II

Seize heures et demie venaient à peine de sonner à l'église de l'Inconorata, ce qui, suivant le calcul italien, correspond, vers la fin de juillet, à l'heure de midi. A l'instant même et comme pour attester l'exactitude de la vieille horloge gothique, on entendit éclater tout à coup le carillon immense, universel, épouvantable, des cloches sans nombre qui ont de tout temps assourdi les oreilles napolitaines, et surtout à l'époque assez reculée où se passe cette histoire.

Après une nuit telle que nous venons de la décrire, on peut imaginer quel jour intolérable et brûlant lui avait succédé. Cependant, dans les quartiers situés sur les bords de la mer, la chaleur était moins suffoquante. Une brise presque insensible et n'ayant pas assez de force pour rider la surface du golfe, paraissait suffire aux poumons de ces hommes habitués à une température littéralement infernale. Le plus mince filet d'ombre projeté par le fût d'une colonne ou par le rebord d'une fenêtre, un éventail improvisé avec quelques branches de laurier rose, la vue de ces eaux calmes et limpides, qui invitaient le plongeur avec tout l'attrait d'une jeune fille souriante et coquette, c'était plus qu'il n'en fallait aux Napolitains pour défier la canicule et prendre la vie en patience.

Au reste, on avait pris toutes les précautions d'usage dans nos grandes solennités pour garantir une partie de la ville contre cette pluie de feu que le lion céleste laisse tomber sur les peuples abattus, en secouant sa crinière. Toutes les rues qui s'étendaient de la royale demeure de Castel-Nuovo jusqu'à l'église du Carmine, étaient abritées par d'énormes tentes carrelées de mille couleurs; des fleurs et des arbustes jonchaient le pavé sur lequel, par une recherche tout à fait sybaritique, on avait étendu une double couche de sable fin et humide; des fontaines bâclées à la hâte, à l'aide de trois ou quatre tonneaux superposés soufflaient, par la bouche de leurs tritons de plâtre, une cascade argentée, et remplissaient le double office de rafraîchir l'atmosphère et d'arroser les passans.
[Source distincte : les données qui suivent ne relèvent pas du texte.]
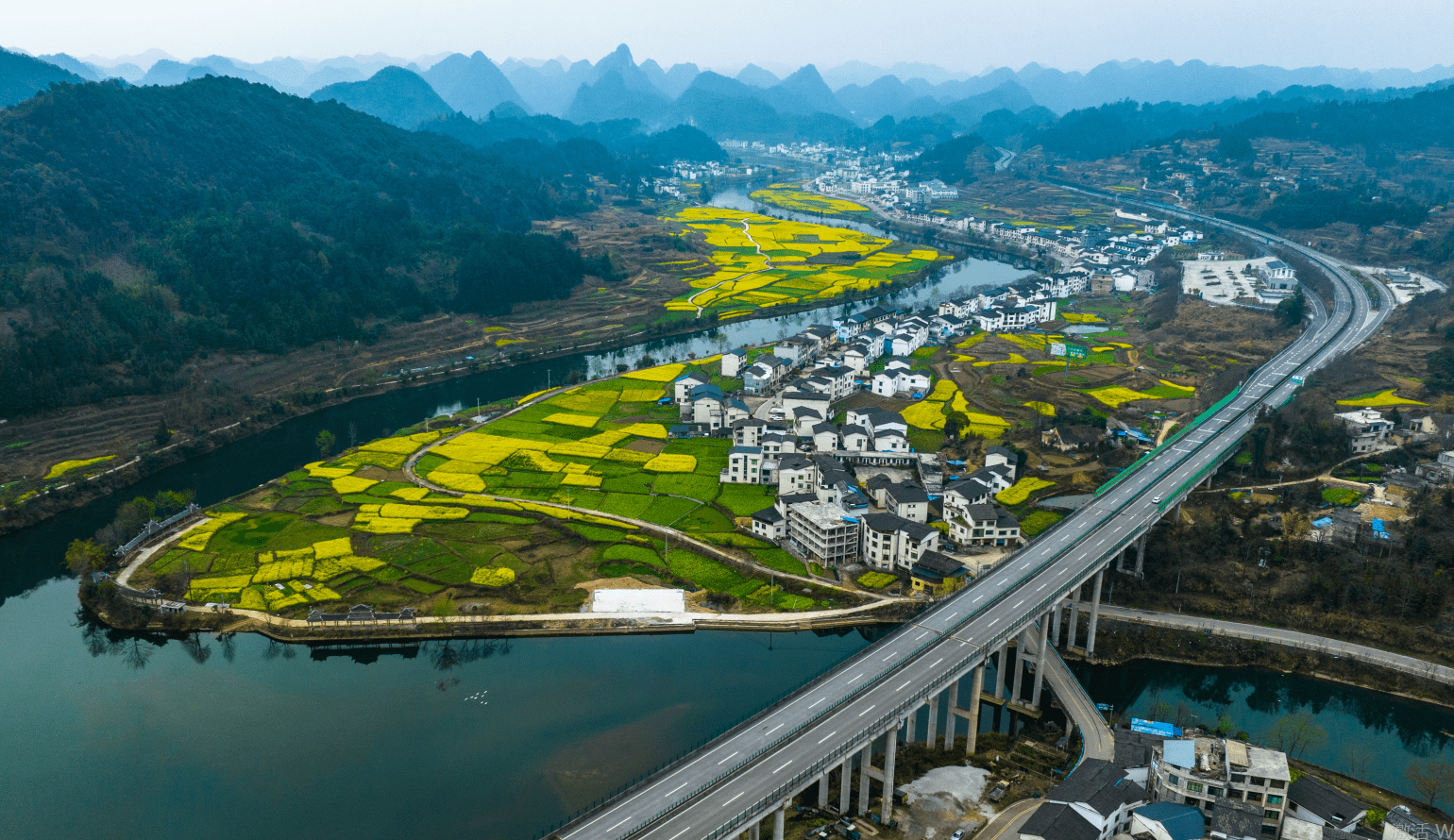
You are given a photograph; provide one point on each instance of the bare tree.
(1432, 780)
(1295, 732)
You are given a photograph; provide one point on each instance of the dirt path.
(746, 231)
(676, 535)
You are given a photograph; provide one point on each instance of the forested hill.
(140, 226)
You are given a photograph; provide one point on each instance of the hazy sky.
(963, 35)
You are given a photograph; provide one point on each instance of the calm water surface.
(1368, 734)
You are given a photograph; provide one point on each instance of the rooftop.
(821, 514)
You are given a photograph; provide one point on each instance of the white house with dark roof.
(683, 387)
(896, 543)
(735, 361)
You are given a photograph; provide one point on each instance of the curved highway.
(736, 780)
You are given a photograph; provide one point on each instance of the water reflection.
(1370, 734)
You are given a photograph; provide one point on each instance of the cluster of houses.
(1171, 785)
(901, 516)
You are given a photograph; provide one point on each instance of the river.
(128, 735)
(1368, 734)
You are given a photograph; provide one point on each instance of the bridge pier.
(1074, 630)
(950, 724)
(1040, 659)
(1021, 648)
(890, 750)
(974, 710)
(864, 762)
(999, 672)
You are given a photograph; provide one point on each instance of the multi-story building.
(823, 532)
(896, 543)
(746, 465)
(1197, 772)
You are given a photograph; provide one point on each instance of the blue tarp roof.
(1179, 753)
(1181, 821)
(1155, 729)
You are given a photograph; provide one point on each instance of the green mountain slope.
(22, 77)
(242, 220)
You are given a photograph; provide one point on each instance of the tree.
(85, 557)
(1290, 311)
(1295, 732)
(1432, 780)
(325, 442)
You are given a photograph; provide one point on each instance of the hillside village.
(853, 492)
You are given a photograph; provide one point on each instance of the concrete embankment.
(551, 624)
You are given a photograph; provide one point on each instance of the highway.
(1286, 638)
(736, 780)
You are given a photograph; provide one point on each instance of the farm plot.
(797, 261)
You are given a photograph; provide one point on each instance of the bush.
(875, 579)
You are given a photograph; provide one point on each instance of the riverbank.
(300, 397)
(1122, 643)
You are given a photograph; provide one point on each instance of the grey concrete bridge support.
(1021, 648)
(950, 721)
(1074, 628)
(1095, 613)
(864, 764)
(1041, 651)
(934, 719)
(999, 672)
(890, 750)
(970, 742)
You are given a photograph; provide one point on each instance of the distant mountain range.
(752, 104)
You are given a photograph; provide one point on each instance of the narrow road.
(746, 231)
(1287, 638)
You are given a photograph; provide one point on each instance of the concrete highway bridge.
(743, 781)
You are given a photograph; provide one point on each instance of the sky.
(958, 35)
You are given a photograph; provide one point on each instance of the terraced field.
(353, 530)
(762, 261)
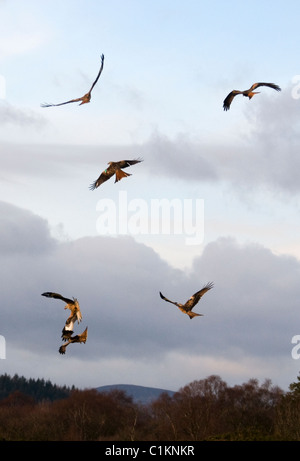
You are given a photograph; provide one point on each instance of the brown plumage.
(71, 304)
(85, 98)
(248, 93)
(74, 339)
(114, 168)
(191, 302)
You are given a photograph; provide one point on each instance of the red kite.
(74, 339)
(84, 99)
(191, 302)
(114, 168)
(248, 93)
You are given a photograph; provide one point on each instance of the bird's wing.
(99, 73)
(271, 85)
(127, 163)
(229, 98)
(104, 176)
(168, 300)
(197, 296)
(83, 336)
(49, 294)
(62, 103)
Tous ces apprêts annonçaient évidemment quelque fête extraordinaire, quelque réjouissance publique, l'accomplissement d'un devoir impérieux et solennel qu'on n'avait pas jugé à propos de différer à un moment plus propice. En effet, la régente Jeanne de Duras, nièce de la terrible Jeanne Ire, d'homicide et adultère mémoire après avoir reçu à son lever les grands-officiers de la couronne et les principaux barons du royaume, s'était rendue, en grande pompe et suivie de toute sa cour, à l'église de Sainte-Marie-du-Mont-Carmel, pour remercier l'effigie miraculeuse qu'on y vénère de la double victoire remportée par son frère et seigneur, Ladislas Ier, roi de Hongrie, de Jérusalem et de Sicile.

La nouvelle n'était arrivée que la veille, et aussitôt l'ordre avait été donné d'en instruire le peuple par une fête improvisée, et d'en rendre grâce à Dieu par une cérémonie pieuse et solennelle, ce qui prouvait à la fois la dévotion de Jeanne et son immense amour fraternel.

Le cortège avait déjà, une première fois, traversé les quais pour se rendre à la place du marché; et la foule, dont la curiosité était loin d'avoir été satisfaite par ce premier spectacle, attendait impatiemment le retour de la brillante cavalcade.

Cependant quelques groupes, plus insoucians ou dédaigneux, se détachaient de la masse des spectateurs et vaquaient à leur besogne, complètement étrangers à tout le bruit qui se faisait autour d'eux, exception d'autant plus frappante qu'elle faisait contraste avec la curiosité générale. C'était un à parte dans ce chœur de cris de toute espèce, un horizon de tableau en désaccord avec les premiers plans, contre toutes les règles de l'art, et, disons mieux, de la nature.

Un de ces groupes était formé par une douzaine de pêcheurs qu'on reconnaissait aisément à leur teint bruni par le hâle, à leurs longs bonnets rouges, et à la mélodie douce et monotone dont ils se berçaient lentement en tirant leurs filets de la mer.

Ils se tenaient à l'écart sur un petit coin du rivage, et, pour diminuer la fatigue que la chaleur rendait accablante, ils s'étaient partagés en deux troupes et se relayaient ponctuellement de quart d'heure en quart d'heure. Ceux des pêcheurs qui avaient droit au repos venaient s'asseoir à l'ombre, sous l'arche d'un pont à moitié écroulé, et formaient cercle autour d'un personnage qui semblait égayer singulièrement leur récréation.